2. The most interesting part of Mars is (possibly wet or icy) underground, beyond the range of ultraviolet radiation, GCR and solar wind. Since Curiosity ain't fitted with a drill, this is again inefficient.
3. There are no guarantees that the "retrofit package" lands accurately within reach of the MSL.
You could put an electron microscope in a space probe. They're not that big. The trickey part would be sample preparation. But it certainly is doable.
I'd wait till Curiosity lands without smashing itself into smithereens. That would be a great and somewhat unexpected success.
http://youtu.be/xqqBy7C8gyU
"The agriculture ministry is not in charge of Gundam" - Japanese ministry official.
Oh, and maybe there is some kind of life in that Mars soil, that we don't understand.

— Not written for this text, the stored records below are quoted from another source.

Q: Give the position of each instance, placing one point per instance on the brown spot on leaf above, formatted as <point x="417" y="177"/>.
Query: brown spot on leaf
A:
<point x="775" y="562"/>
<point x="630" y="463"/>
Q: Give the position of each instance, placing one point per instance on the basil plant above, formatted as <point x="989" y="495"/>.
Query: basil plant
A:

So bringing it back, and spreading it around the world would be an absolutely grand idea.
Ok, if you say so. I was thinking that maybe that wouldn't be a good idea. But you clearly have thought this out. I guess that's because you already know that Earth has been showered with meteorites from Mars for billions of years.
Finally, we can still study our lunar samples fourty years after they were brought back. Even if we had the capability to send a world-class lab to Mars today, we cannot send a lab from decades into the future.
In 40 years, we will certainly have technology that will allow for much better analysis. If we bring back samples, we will be able to analyze them with whatever new tools and sensors are invented decades after the mission. It's definitely much easier than continuously sending out probes with better hardware.